SUMATERA UTARA — Pemerintah kembali menyalurkan bantuan sosial Program Keluarga Harapan (PKH) untuk periode 2026. Skema bantuan ini dirancang untuk menyasar keluarga miskin dan rentan, dengan fokus pada pemenuhan kebutuhan dasar seperti pendidikan, kesehatan, dan kesejahteraan lansia.
Berbeda dengan bantuan langsung tunai (BLT) yang nominalnya seragam, besaran dana PKH bervariasi. Hal ini bergantung pada kategori anggota keluarga yang terdaftar, mulai dari ibu hamil hingga pelajar. Total dana yang diterima setiap keluarga bisa berbeda, tergantung jumlah komponen yang memenuhi syarat di dalam Kartu Keluarga (KK).
Besaran Bantuan PKH Tahap 3 dan 4 Tahun 2026
Kemensos membagi penyaluran PKH 2026 ke dalam empat periode. Tahap ketiga berlangsung sejak 20 Juli hingga September 2026, dan tahap keempat dijadwalkan pada Oktober-Desember 2026. Pencairan dilakukan secara bertahap, sehingga waktu transfer antarwilayah bisa berbeda.
Berikut rincian nominal yang diterima KPM per tahap (setiap tiga bulan):
- Ibu hamil/nifas: Rp750.000
- Anak usia dini (0-6 tahun): Rp750.000
- Lansia 60 tahun ke atas: Rp600.000
- Siswa SMA/sederajat: Rp500.000
- Siswa SMP/sederajat: Rp375.000
- Siswa SD/sederajat: Rp225.000
Perlu dicatat, jika dalam satu KK terdapat lebih dari satu kategori, misalnya ada ibu hamil dan anak sekolah, maka nominal tersebut diakumulasikan. Namun, pencairan tetap dilakukan dalam satu kali transfer per tahap.

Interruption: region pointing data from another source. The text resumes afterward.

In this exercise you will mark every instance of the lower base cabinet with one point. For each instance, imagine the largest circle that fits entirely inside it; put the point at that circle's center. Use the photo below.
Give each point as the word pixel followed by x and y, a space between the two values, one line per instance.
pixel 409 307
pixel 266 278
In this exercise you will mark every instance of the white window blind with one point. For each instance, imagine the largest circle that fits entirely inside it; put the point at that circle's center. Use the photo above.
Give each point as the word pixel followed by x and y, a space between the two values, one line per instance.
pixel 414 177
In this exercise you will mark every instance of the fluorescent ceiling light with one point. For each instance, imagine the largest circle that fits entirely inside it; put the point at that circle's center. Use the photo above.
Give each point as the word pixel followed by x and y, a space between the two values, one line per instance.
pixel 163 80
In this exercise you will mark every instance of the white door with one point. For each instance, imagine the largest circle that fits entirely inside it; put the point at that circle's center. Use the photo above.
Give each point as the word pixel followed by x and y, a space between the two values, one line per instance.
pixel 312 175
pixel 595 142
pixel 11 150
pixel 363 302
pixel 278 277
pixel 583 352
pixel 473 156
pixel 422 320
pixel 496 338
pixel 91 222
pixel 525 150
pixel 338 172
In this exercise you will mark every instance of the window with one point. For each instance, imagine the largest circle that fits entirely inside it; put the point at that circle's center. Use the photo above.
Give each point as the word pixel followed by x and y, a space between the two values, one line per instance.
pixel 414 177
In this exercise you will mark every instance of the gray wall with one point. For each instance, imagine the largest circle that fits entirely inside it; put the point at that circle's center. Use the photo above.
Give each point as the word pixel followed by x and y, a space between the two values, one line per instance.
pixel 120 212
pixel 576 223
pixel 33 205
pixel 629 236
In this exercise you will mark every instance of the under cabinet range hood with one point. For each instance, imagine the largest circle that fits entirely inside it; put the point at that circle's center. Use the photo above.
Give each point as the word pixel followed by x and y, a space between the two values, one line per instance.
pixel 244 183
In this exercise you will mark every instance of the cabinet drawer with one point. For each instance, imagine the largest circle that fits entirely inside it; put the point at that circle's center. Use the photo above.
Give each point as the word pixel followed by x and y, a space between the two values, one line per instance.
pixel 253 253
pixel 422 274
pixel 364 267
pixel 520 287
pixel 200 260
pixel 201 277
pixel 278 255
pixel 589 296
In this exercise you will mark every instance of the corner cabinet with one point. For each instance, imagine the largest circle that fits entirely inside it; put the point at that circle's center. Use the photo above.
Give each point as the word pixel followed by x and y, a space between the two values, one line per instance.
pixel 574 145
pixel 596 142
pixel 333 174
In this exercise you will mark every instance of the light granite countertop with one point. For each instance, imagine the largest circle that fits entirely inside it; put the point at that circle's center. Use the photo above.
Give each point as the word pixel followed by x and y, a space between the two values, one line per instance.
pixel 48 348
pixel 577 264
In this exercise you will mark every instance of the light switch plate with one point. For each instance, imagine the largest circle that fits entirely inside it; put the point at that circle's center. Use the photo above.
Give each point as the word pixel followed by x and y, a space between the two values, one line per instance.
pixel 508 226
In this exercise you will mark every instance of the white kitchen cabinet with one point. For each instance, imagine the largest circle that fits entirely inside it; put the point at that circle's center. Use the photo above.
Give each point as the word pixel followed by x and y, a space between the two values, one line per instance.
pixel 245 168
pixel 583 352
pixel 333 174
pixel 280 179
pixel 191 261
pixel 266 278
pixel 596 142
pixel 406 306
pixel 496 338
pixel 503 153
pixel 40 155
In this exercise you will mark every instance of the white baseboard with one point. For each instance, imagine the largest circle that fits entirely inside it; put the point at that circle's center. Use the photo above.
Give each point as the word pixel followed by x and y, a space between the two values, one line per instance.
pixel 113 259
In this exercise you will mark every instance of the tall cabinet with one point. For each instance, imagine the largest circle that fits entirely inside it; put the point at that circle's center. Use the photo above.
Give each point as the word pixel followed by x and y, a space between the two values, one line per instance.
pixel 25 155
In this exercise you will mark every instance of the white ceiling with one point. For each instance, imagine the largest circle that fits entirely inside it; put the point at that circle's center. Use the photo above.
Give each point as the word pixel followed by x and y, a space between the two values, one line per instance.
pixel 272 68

Syarat KPM yang Berhak Menerima
Kepesertaan PKH tidak bisa diurus secara instan. Penerima harus tercatat resmi dalam Data Terpadu Kesejahteraan Sosial (DTKS) atau Data Tunggal Sosial Ekonomi Nasional (DTSEN). Berikut kriteria utama yang diatur Kemensos:
- Warga Negara Indonesia (WNI) dengan e-KTP dan Kartu Keluarga (KK) aktif.
- Masuk dalam kategori komponen: ibu hamil, anak usia dini, pelajar SD-SMA, penyandang disabilitas berat, atau lansia di atas 60 tahun.
- Bukan merupakan anggota ASN, TNI, atau Polri.
- Tidak sedang menerima bantuan sosial lain yang sejenis dari pemerintah pusat.
Jika data kependudukan berubah atau kondisi ekonomi membaik, status kepesertaan bisa dievaluasi. Warga yang merasa berhak namun belum terdaftar dapat mengajukan usulan melalui musyawarah desa/kelurahan atau Dinas Sosial setempat.
Cara Cek Nama Penerima via HP
KPM tidak perlu datang ke kantor dinas untuk memastikan jadwal pencairan. Kemensos menyediakan dua kanal resmi yang bisa diakses dari ponsel, yaitu situs web dan aplikasi. Berikut langkah pengecekannya:
- Kunjungi situs cekbansos.kemensos.go.id melalui browser.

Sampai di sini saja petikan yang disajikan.